LONDON — Queen Elizabeth II, who wasn’t expected to ascend to the throne when she was born but went on to become the longest-lived and longest-reigning monarch in British history, has died at her summer residence in Scotland. She was 96.

Her death Thursday came after a number of recent health scares, including a bout with COVID-19, trouble walking and an overnight hospital stay. Family members — including Prince Charles, her eldest son and heir to the throne — rushed to her side at Balmoral Castle in Scotland on Thursday after doctors “concerned for Her Majesty’s health” ordered her to remain under their supervision.

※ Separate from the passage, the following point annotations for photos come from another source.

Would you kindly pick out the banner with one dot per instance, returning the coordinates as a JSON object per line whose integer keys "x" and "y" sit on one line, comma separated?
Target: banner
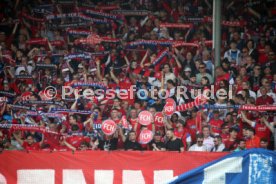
{"x": 253, "y": 166}
{"x": 98, "y": 166}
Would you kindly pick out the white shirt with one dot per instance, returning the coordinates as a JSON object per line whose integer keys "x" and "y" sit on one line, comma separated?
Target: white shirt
{"x": 209, "y": 143}
{"x": 195, "y": 147}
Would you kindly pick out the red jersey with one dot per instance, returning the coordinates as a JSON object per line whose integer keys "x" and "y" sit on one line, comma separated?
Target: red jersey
{"x": 264, "y": 100}
{"x": 183, "y": 135}
{"x": 215, "y": 125}
{"x": 231, "y": 145}
{"x": 31, "y": 147}
{"x": 76, "y": 140}
{"x": 193, "y": 128}
{"x": 52, "y": 140}
{"x": 253, "y": 143}
{"x": 262, "y": 131}
{"x": 224, "y": 137}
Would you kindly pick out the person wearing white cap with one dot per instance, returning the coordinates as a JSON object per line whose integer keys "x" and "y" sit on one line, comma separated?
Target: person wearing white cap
{"x": 24, "y": 67}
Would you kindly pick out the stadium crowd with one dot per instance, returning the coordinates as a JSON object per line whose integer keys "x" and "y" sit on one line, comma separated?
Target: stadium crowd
{"x": 158, "y": 44}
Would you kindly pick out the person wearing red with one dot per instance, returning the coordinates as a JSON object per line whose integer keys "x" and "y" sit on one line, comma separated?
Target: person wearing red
{"x": 215, "y": 123}
{"x": 252, "y": 141}
{"x": 74, "y": 142}
{"x": 183, "y": 134}
{"x": 260, "y": 127}
{"x": 264, "y": 99}
{"x": 224, "y": 132}
{"x": 192, "y": 125}
{"x": 231, "y": 144}
{"x": 29, "y": 144}
{"x": 221, "y": 75}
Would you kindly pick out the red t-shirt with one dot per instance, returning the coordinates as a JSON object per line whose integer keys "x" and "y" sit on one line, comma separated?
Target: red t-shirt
{"x": 52, "y": 140}
{"x": 76, "y": 140}
{"x": 224, "y": 137}
{"x": 231, "y": 145}
{"x": 215, "y": 125}
{"x": 193, "y": 128}
{"x": 182, "y": 135}
{"x": 253, "y": 143}
{"x": 31, "y": 147}
{"x": 262, "y": 131}
{"x": 264, "y": 100}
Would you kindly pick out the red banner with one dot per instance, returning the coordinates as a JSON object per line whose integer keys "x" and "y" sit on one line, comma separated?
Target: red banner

“The Queen died peacefully at Balmoral this afternoon,” Buckingham Palace said in a statement posted on social media and, following tradition, on a placard at the gate of the palace in Central London.

Then, in a nod to the seamless transfer of power from monarch to monarch, the statement added: “The King and The Queen Consort” — a reference to Charles and his wife, Camilla — “will remain at Balmoral this evening and will return to London tomorrow.”

The new King Charles III, 73, in a later statement called his mother’s death “a moment of the greatest sadness for me and all members of my family,” adding that the loss would be felt “by countless people around the world.”

The queen’s death ended a remarkable 70-year rule that saw 14 prime ministers come and go, from Winston Churchill to Boris Johnson, and witnessed the transformation of postwar Britain from an outsized imperial power into a modest European nation. Her reign was so long that most of Britain’s 68 million people have known no other sovereign — including her 15th prime minister, Liz Truss, whom the queen formally invited to become premier only on Tuesday.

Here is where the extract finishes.